Es war seinerzeit ein Erfolg von Margaret Thatcher: Sie hat 1984 den "Briten-Rabatt" in der EU durchgesetzt. Unter diesem Titel bekommt Großbritannien jährlich rund vier Milliarden Euro an Beiträgen zurück. Diese Bevorzugung scheint der EU nicht mehr gerechtfertigt: Immerhin, so argumentieren Beamte, sei Großbritannien seit 1984 zum zweitreichsten EU-Land aufgestiegen – während Deutschland seit 1984 durch die Wiedervereinigung abgesackt sei.

EU-Haushaltskommissarin Michaele Schreyer will daher die Beiträge umverteilen. Ab dem Jahr 2007 soll ein so genannter "allgemeiner Korrekturmechanismus" den "Briten-Rabatt" ersetzen. Dieser Mechanismus würde vor allem die größten Beitragszahler Niederlande, Deutschland und Schweden entlasten.

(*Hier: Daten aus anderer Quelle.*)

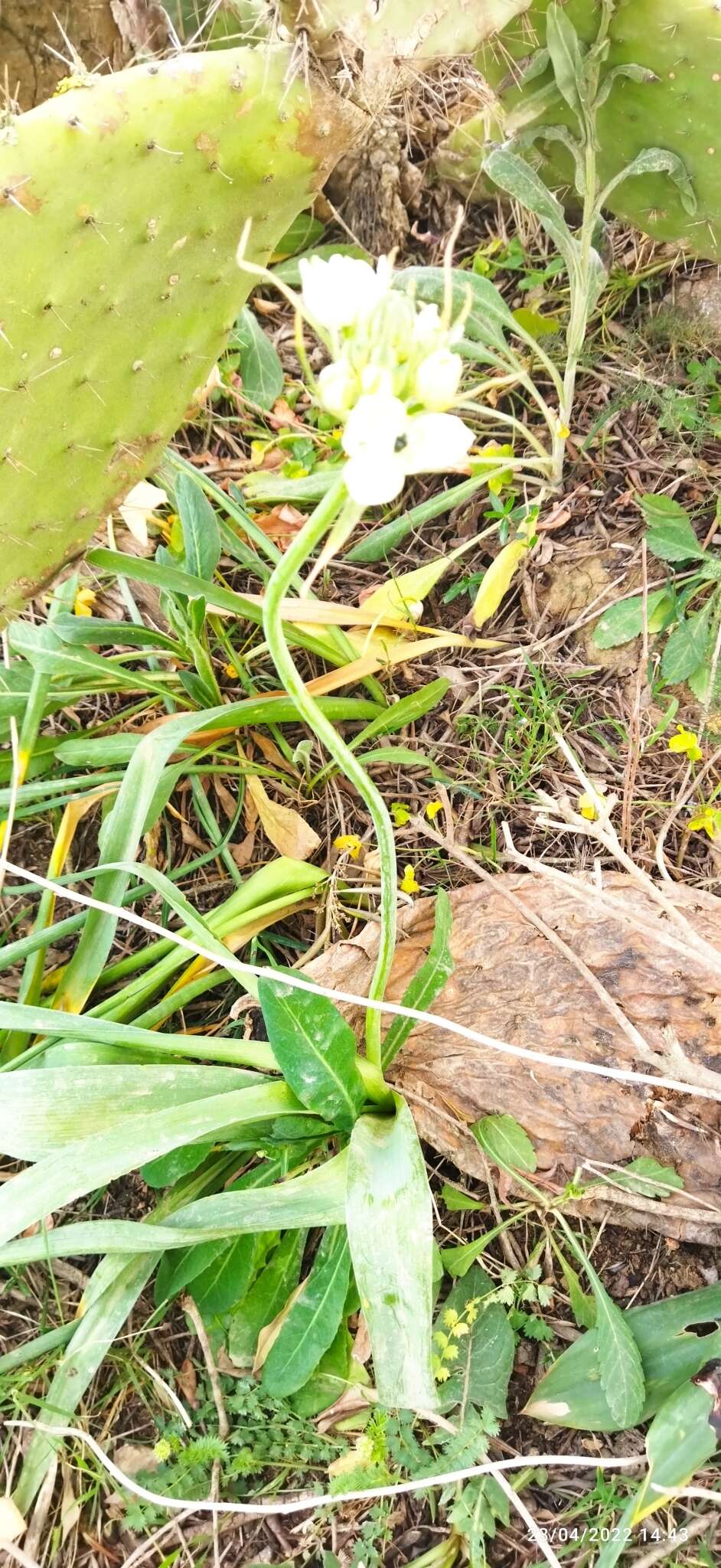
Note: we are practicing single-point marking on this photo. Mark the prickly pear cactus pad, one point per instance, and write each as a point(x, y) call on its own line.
point(679, 109)
point(396, 28)
point(121, 209)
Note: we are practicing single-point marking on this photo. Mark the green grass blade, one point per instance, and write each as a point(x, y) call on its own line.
point(389, 1220)
point(91, 1162)
point(317, 1198)
point(312, 1321)
point(40, 1109)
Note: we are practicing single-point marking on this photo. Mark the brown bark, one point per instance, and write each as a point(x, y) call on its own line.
point(104, 34)
point(510, 982)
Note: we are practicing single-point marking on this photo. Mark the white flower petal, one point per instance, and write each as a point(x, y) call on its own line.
point(438, 378)
point(375, 380)
point(375, 426)
point(372, 480)
point(338, 387)
point(338, 292)
point(436, 443)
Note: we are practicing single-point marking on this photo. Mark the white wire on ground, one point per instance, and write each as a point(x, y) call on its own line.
point(397, 1008)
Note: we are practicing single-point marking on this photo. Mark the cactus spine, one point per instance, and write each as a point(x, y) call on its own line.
point(677, 107)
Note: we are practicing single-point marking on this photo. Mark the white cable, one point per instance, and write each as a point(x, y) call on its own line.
point(397, 1008)
point(328, 1499)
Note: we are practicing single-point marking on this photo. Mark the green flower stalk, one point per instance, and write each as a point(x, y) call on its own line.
point(392, 380)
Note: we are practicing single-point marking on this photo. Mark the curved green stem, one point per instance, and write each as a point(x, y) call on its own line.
point(293, 559)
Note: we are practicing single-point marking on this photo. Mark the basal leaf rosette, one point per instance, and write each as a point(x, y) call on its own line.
point(392, 377)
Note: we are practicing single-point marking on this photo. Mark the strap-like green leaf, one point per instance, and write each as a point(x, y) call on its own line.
point(91, 1162)
point(389, 1220)
point(312, 1321)
point(315, 1051)
point(429, 982)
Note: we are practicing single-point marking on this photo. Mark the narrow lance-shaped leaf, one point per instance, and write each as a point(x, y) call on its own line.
point(260, 368)
point(516, 176)
point(179, 1269)
point(389, 1220)
point(565, 55)
point(505, 1142)
point(315, 1051)
point(571, 1394)
point(483, 1366)
point(312, 1321)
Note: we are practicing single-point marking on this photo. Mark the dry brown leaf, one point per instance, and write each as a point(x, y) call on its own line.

Konkret soll bei einer Beitragsgrenze von 0,35 Prozent des Bruttoinlandsprodukts (BIP) eine Schwelle eingezogen werden. Für jeden Euro über dieser Grenze würden Nettozahler zwei Drittel wieder zurückbekommen. Der deutsche Beitrag würde damit um rund eine Milliarde Euro pro Jahr sinken. Auch die Niederlande, die derzeit über 0,5 Prozent des BIP zahlen (knapp vor Deutschland), können mit Entlastungen rechnen.

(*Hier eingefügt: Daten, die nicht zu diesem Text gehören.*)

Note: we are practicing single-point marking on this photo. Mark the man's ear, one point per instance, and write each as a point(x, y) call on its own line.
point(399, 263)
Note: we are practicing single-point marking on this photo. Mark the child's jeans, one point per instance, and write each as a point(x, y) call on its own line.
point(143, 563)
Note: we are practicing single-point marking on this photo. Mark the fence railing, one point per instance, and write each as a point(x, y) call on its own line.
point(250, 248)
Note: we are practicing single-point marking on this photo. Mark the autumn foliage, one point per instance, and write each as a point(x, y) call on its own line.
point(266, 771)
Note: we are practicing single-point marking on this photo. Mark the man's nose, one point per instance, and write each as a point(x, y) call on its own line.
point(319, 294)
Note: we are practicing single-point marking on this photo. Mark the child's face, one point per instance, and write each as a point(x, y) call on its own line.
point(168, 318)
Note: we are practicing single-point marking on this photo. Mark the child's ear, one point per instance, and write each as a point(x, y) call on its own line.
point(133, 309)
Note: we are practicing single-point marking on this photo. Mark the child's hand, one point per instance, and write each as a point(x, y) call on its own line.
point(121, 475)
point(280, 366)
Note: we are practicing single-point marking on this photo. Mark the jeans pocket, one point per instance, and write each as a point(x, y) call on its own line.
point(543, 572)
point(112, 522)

Offiziell will die deutsche Kommissarin ihre Pläne für die Finanzperiode 2007 bis 2013 erst am 14. Juli in der Kommission vorlegen. Schon jetzt protestiert London aber heftig: Wäre es doch der Hauptverlierer der Reform. Mit der Umwandlung des "Briten-Rabatts" in einen allgemeinen Nettozahlerrabatt würde sich Londons Beitrag mehr als verdoppeln. Nach Hochrechnungen der EU- Kommission würde London ohne Reform 2007 bis 2013 rund 0,25 Prozent des BIP an Beiträgen zahlen – mit Reform aber über 0,5 Prozent.

Teuer für Österreich

Neben dem großen Verlierer Großbritannien wäre Österreich der zweite Verlierer bei der geplanten Reform. Der Grund: Österreich ist ein Nettozahler, aber ein relativ kleiner. Sein EU-Haushaltsbeitrag schwankt, im Jahr 2001 waren es 0,26, im Jahr 2002 exakt 0,11 Prozent des BIP (Zahlen für 2003 liegen erst im September vor). Österreich kommt nicht über die Schwelle von 0,35 Prozent, ab der Beiträge rückerstattet werden – müsste aber den Rabatt für andere Länder mitfinanzieren.

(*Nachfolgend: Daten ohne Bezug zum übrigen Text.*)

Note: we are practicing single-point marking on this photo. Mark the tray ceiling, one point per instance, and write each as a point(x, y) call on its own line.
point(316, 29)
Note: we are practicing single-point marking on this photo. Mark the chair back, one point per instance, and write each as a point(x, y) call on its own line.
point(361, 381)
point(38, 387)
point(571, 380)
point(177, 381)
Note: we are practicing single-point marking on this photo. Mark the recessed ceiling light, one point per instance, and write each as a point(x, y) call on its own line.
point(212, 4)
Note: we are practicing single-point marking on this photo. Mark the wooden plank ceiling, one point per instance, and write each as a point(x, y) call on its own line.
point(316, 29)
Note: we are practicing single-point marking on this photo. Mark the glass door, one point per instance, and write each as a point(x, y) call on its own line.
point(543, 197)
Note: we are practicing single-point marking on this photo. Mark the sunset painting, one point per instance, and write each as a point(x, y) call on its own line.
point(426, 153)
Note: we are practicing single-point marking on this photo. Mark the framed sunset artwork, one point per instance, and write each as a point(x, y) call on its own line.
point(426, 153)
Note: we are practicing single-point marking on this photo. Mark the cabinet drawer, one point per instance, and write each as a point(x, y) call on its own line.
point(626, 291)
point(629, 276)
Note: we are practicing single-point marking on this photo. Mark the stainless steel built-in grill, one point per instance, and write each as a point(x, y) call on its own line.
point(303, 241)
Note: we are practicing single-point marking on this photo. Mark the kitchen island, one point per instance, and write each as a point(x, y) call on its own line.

Falls diese Reform so beschlossen wird. Das ist fraglich: Die Kommission legt ihre Vorschläge kommende Woche vor, danach müssen sie von allen 25 EU-Staaten einstimmig beschlossen werden – also mit der Zustimmung Großbritanniens und Österreichs. (Eva Linsinger aus Brüssel, Der Standard, Printausgabe, 09.07.2004)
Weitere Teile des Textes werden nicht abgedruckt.